El diablo fuma (y guarda las cabezas de los cerillos en la misma caja)
(Ernesto Martínez Bucio, México, 2025)
La claustrofobia hecha cine tuvo un registro surreal en El ángel exterminador (Buñuel, 1962), prolongado en Ciudad de México cuando Arturo Ripstein adaptó, diez años después de Buñuel, un caso de la vida real conocido como el castillo de la pureza: Rafael Pérez Hernández, un hombre que trabajaba en algo tan inspirador como fabricar veneno para ratas, decidió encerrar a su familia durante diez y ocho años en su casa para que las ratas humanas no contaminaran a su mujer y a sus hijos. La tradición continuó en el cine mexicano con la historia dirigida por Samuel Kishi, Los lobos (2019), que ahora sirve de presagio político por el relato en el que vemos a una madre mexicana, que viaja con sus dos niños al terreno incierto de la inmigración en Estados Unidos y, mientras que ella trabaja, los niños se ven confinados al mundo bonsái del apartamento donde viven y, como pueden, sobreviven.

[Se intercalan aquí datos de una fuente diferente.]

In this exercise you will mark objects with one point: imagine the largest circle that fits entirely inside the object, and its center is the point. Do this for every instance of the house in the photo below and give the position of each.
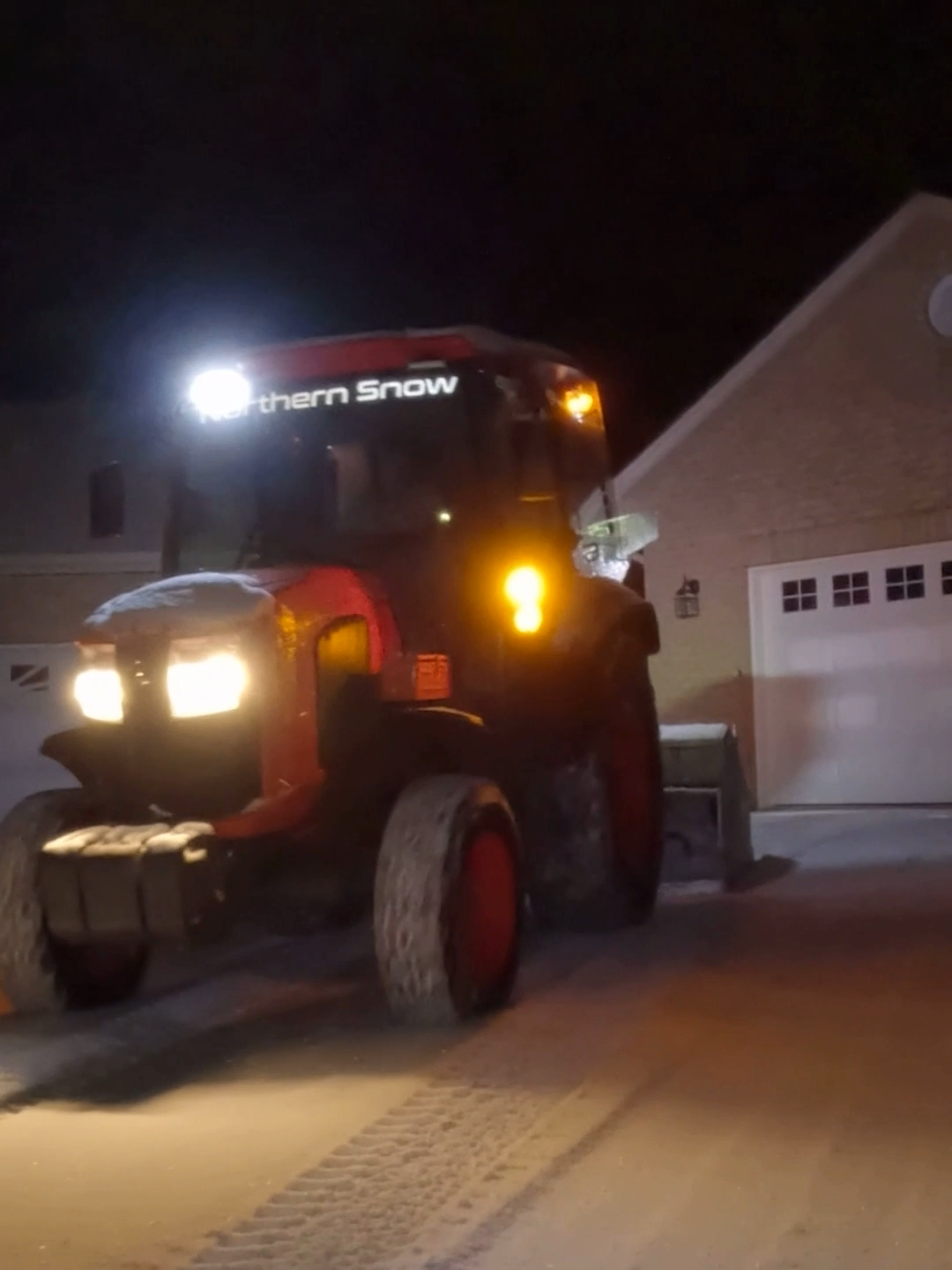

En este 2025 otro director mexicano, Ernesto Martínez Bucio, debuta con su ópera prima, El diablo fuma (y guarda las cabezas de los cerillos en la misma caja). El efecto de la claustrofobia no es menos aterrador cuando vemos la historia de cinco chicos al cuidado de su abuela por la ausencia fantasmal de sus padres. El ingenio de la crueldad, la fantasía torturada, los delirios seniles de la abuela y la incertidumbre ante el mundo exterior son filmados al interior de la casa con la luz de una penumbra incierta, que se desvanece cuando la cámara sale al exterior de un jardín o en los instantes en los que se vislumbra cautelosamente la calle. El guión, escrito por Bucio y por Karen Plata, traza una espiral de locura que nos sumerge en las mentes trastornadas de los personajes, alterados por la situación que su director de fotografía, Odei Zabaleta, nos descubre con una atmósfera cada vez más opresiva: el interior de este castillo de la pureza, con sus ventanas recubiertas por plásticos, se contrasta con la crudeza de lo que podría ser el mundo exterior según la iluminación televisiva que registra una de las visitas que hizo Juan Pablo II a México. Las cabezas de los fósforos a las que alude el título podrían ser las de los niños, que oran al diablo como si fuera su ángel de la guarda y su dulce compañía en el mundo triste donde la cordura parece estar amenazada por las llamas. Lo sabremos en el último plano: una imagen que sugiere cómo la locura espera por los niños con una paciencia diabólica.